Highboy...
   

Designed 1989
46"W-20"D-72"H
Burl veneer and black lacquer over hard maple

This piece was designed for a group exhibition organized by the Museum of Fine Arts Boston in 1989 title "Studio furniture the second generation. The theme for this exhibition was that each artist was to design a new piece based on a classic historical object. My choice for reference was a William and Mary high boy that is part of the museums collection. I have always admired the boldness of the William and Mary object, with its burl veneer case floating above the delicate leg structure. How this mass related to the base though a beautifully delineated transitional element in the treatment of the lower line of the case and how it relates to the lines found in the leg structure has always struck me as one of the great design solutions in furniture history.

My concern was to focus on these basic issues and try to refine and promote these basic concepts.

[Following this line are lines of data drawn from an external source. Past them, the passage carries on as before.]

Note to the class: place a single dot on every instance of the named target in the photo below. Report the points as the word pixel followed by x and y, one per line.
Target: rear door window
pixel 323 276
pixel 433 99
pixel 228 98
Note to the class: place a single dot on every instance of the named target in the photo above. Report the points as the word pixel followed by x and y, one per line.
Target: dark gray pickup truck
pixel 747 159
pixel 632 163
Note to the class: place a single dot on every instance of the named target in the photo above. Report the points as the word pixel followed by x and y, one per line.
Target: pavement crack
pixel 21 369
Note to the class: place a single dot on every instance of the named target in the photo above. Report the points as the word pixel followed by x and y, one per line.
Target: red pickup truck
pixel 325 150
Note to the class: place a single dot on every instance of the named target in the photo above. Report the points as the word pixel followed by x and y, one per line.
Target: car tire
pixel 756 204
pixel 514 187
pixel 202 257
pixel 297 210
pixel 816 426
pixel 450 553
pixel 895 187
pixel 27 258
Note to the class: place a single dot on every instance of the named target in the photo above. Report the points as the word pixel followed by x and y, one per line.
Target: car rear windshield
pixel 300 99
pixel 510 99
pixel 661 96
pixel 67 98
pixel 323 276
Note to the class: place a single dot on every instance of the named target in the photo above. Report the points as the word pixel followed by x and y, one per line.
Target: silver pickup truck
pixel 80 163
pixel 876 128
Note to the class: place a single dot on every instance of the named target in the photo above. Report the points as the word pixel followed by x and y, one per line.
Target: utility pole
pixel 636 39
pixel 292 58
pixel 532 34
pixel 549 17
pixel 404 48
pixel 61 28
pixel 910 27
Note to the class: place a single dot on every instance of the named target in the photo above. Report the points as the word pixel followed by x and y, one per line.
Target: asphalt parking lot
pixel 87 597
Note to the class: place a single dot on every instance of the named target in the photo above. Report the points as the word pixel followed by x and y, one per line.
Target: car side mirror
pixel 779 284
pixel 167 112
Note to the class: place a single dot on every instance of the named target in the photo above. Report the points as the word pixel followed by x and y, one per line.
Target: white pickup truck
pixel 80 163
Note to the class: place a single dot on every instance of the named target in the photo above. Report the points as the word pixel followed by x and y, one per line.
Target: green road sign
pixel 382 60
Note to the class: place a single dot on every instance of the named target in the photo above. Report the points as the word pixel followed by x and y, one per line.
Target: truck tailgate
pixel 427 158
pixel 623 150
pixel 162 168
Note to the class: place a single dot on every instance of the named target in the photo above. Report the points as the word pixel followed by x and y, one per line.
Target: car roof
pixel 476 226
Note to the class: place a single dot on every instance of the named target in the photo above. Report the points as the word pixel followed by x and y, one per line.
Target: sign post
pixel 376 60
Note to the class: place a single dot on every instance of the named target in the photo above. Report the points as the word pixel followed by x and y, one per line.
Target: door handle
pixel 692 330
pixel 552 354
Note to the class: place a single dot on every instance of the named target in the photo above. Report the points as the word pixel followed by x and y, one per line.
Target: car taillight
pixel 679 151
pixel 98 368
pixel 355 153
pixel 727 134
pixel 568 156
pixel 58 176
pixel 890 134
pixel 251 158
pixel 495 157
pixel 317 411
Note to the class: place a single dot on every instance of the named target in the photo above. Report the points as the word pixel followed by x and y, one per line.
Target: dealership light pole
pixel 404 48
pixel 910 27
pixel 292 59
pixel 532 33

The black lacquer panel in back is curved and larger than the front, so that the burl panel is framed and set off by the back; it also reduces the size of the sides so that the object is forced to be more frontal. The line quality between the leg structure and the case is simplified but remains critical to the composition, and the turned legs are also simplified in form as well. Drawer pulls have been removed the drawers are opened buy grasping the sides of each drawer.

This object is now in the Boston museums permanent collection sitting quietly in the private members room.